And so, I haven’t written about it.
It’s time to light a fire and burn that bridge.
Very soon, thousands of young people will return to school. Even now, their mothers are ordering the uniforms and buying the backpacks. The parents are sitting down with the family budget and hammering out how they will afford the tuition. They are purging things from the “want” list to make it all happen. They are putting off things on the “need” list and deciding to make do with what they have.
Parents are making sacrifices because they believe Catholic education provides the best foundation for their sons and daughters. What do parents expect when they fork out thousands of dollars? Certainly, they expect that their children will get a solid education, and they expect the schools to instill respect and self-discipline in their children, but they might expect those same results from many public schools or even from nonsectarian private schools.

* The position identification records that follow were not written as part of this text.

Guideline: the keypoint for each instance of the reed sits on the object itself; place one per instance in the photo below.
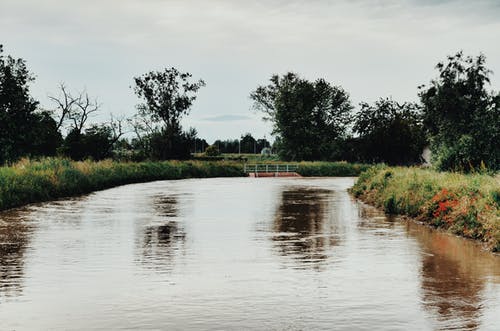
(47, 179)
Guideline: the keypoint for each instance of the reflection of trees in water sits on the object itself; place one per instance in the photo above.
(165, 237)
(14, 239)
(300, 225)
(453, 278)
(453, 271)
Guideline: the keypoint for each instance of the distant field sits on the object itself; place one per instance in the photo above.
(50, 178)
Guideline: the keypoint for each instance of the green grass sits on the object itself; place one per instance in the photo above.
(33, 181)
(466, 205)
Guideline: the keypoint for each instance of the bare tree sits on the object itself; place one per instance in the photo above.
(76, 109)
(65, 104)
(117, 129)
(84, 108)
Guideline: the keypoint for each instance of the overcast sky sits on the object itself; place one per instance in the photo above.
(373, 48)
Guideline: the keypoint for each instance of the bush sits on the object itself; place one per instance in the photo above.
(467, 205)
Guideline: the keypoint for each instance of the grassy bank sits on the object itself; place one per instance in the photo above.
(33, 181)
(466, 205)
(331, 169)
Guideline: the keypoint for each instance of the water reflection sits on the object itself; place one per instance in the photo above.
(301, 225)
(453, 272)
(14, 237)
(454, 275)
(163, 236)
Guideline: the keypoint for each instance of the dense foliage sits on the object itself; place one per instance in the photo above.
(389, 132)
(461, 116)
(23, 130)
(168, 96)
(310, 118)
(467, 205)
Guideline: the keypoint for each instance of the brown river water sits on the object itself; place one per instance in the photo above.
(237, 254)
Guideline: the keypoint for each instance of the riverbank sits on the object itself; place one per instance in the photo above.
(466, 205)
(31, 181)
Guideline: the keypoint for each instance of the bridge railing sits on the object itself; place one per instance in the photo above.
(256, 168)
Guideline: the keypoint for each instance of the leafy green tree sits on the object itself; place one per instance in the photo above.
(23, 130)
(212, 150)
(461, 116)
(309, 118)
(168, 96)
(389, 132)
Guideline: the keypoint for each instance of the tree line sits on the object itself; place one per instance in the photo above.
(457, 117)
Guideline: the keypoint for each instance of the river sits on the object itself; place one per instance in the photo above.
(237, 254)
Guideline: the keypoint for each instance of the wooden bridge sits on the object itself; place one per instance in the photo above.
(271, 170)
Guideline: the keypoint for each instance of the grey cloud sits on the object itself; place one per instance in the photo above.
(226, 118)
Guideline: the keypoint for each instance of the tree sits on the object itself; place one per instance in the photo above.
(74, 109)
(309, 118)
(23, 130)
(389, 132)
(461, 116)
(168, 96)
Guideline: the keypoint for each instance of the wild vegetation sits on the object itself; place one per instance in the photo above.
(30, 181)
(464, 204)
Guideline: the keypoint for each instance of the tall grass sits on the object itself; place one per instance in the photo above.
(467, 205)
(32, 181)
(331, 169)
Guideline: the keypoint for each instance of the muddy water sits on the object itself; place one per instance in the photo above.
(263, 254)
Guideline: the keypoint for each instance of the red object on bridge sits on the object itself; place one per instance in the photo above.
(273, 174)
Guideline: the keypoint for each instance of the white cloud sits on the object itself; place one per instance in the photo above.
(373, 48)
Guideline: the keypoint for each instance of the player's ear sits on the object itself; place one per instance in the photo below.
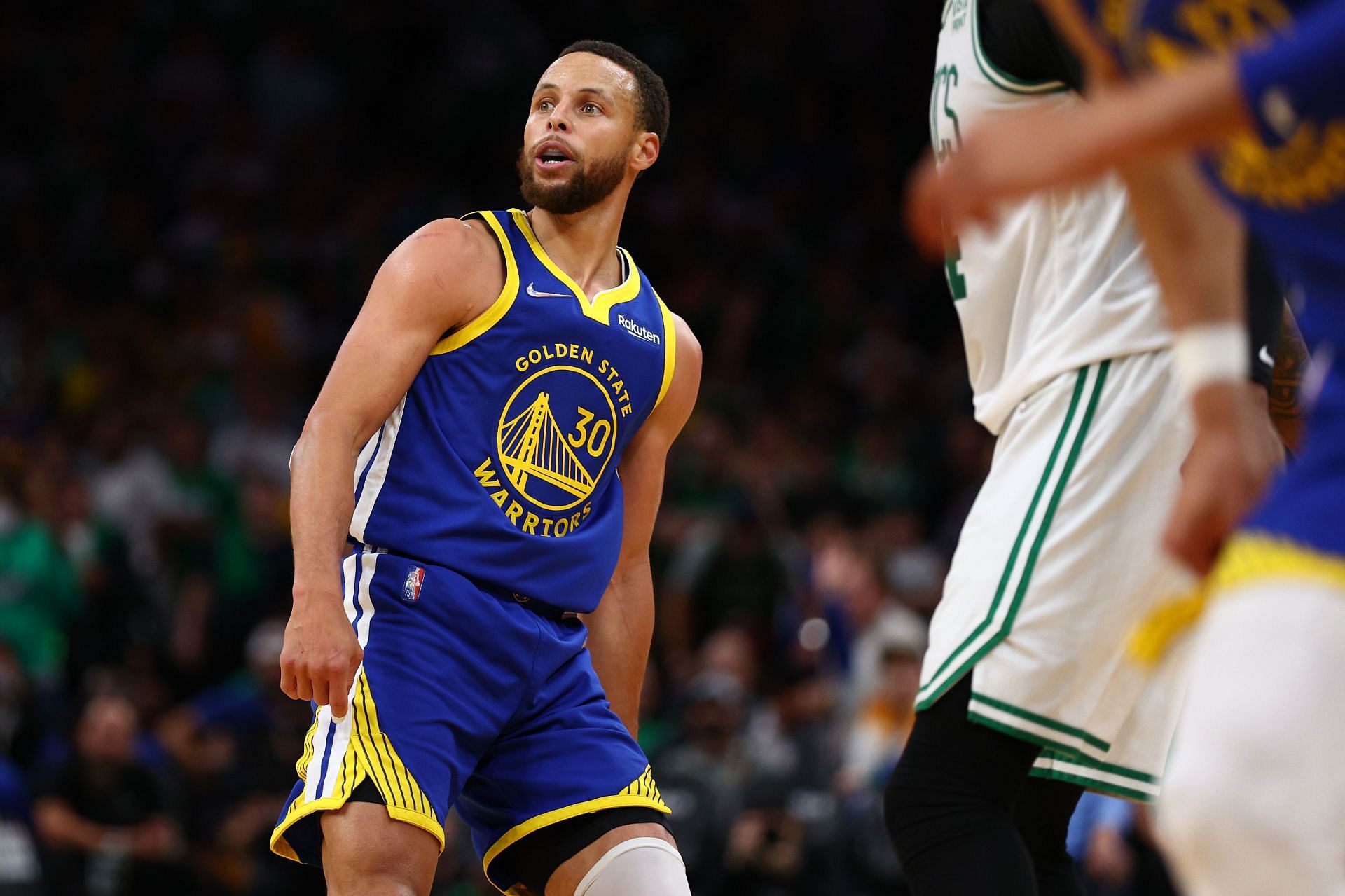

The majority of parents choose Catholic schools for specific faith-based reasons. They expect their sons and daughters will be taught the faith - how to live it, cherish it and share it. They don’t expect the classes to be carbon copies of the public school. The room, the curriculum, the teacher, the walls in the halls, the hidden curriculum (what students learn while they are in school that we didn’t set out to teach them) – it should all underscore one thing:
We are Catholic.
When I was working on my B.A. in education, the buzz phrases were writing-across-the-curriculum or reading-across-the-curriculum. Here’s a buzz phrase for Catholic schools. Be Catholic-across-the-curriculum.
Catholic teachers should know the faith well enough to defend it. Teachers should have a personal love for Jesus Christ and His Church – and find a way to integrate faith with the subject matter.
Here’s the reality. Parents are spending thousands of dollars in order to provide their children with a Catholic education, but all too often, their children graduate from Catholic schools unable to share or defend the faith. Some even have trouble living it.
It’s idealistic, perhaps, but wouldn’t it be great if our children could go to daily Mass every day of the school year? Wouldn’t it be great if they could spend fifteen minutes in Adoration every week? If they could be equipped with an arsenal of prayers that would help them face any crisis? If they could recite the Creed and be able to explain what the Communion of Saints is? What Apostolic means? What the Four Marks of the Church are?
Wouldn’t it be great if they began the process of discerning a vocation while they were still in high school?
Wouldn’t it be great if our children graduated with such a love for the Catholic Church that they considered attending a Catholic college or prayed that God would send them a Catholic spouse?
As educators, we have to prove to our parents that a Catholic education is worth their financial sacrifices.
We have to prove to them that Catholic education is truly and completely Catholic. That the curriculum is thoroughly Catholic. That the hidden curriculum won’t undermine their faith. That they will encounter classmates who are grounded in the faith and not more inclined to challenge their faith or compromise their morals.
Catholic education should outshine every other educational option. Parents should turn to each other on a warm summer evening and say, “Well, that purchase will have to wait another year. Their Catholic education comes first.”
We should seek not only to make Catholic education worth every penny. We should make Catholic education priceless.